La sociologie ensuite : décohabitation, familles monoparentales, mobilité géographique imposée par des marchés du travail fragmentés, rapport au travail profondément recomposé. Le modèle du couple stable qui achète à 30 ans le logement familial où il vieillira est une fiction statistique. Les parcours sont discontinus, les besoins de logement multiples, les risques asymétriques.

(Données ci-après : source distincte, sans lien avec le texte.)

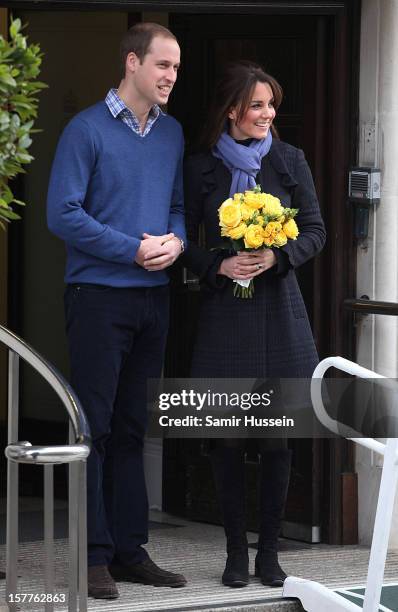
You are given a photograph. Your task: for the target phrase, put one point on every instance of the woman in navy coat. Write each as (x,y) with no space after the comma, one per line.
(268,335)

L’économie enfin, et c’est le plus structurel. Après les Trente Glorieuses (où une croissance annuelle de 5 % a multiplié le PIB par quatre et permettait aux classes moyennes d’accéder à la propriété dans un monde où le rendement du travail dépassait celui du capital), la machine s’est inversée. La croissance est durablement faible. Le rendement du capital est structurellement supérieur à celui du travail. La mondialisation fracture les sociétés occidentales non plus entre pays mais à l’intérieur même des nations, entre « mondialisateurs » et « mondialisés ». La financiarisation et la création monétaire ont fait exploser les prix des actifs à commencer par l’immobilier, excluant les générations montantes d’un parcours résidentiel que leurs parents avaient emprunté naturellement. Les générations ne naissent pas sous des cieux économiques identiques. L’État maintient, par ses déficits, un modèle social à bout de souffle. Mais la redistribution budgétaire ne touche pas les inégalités de patrimoine. Elle les anesthésie sans les corriger.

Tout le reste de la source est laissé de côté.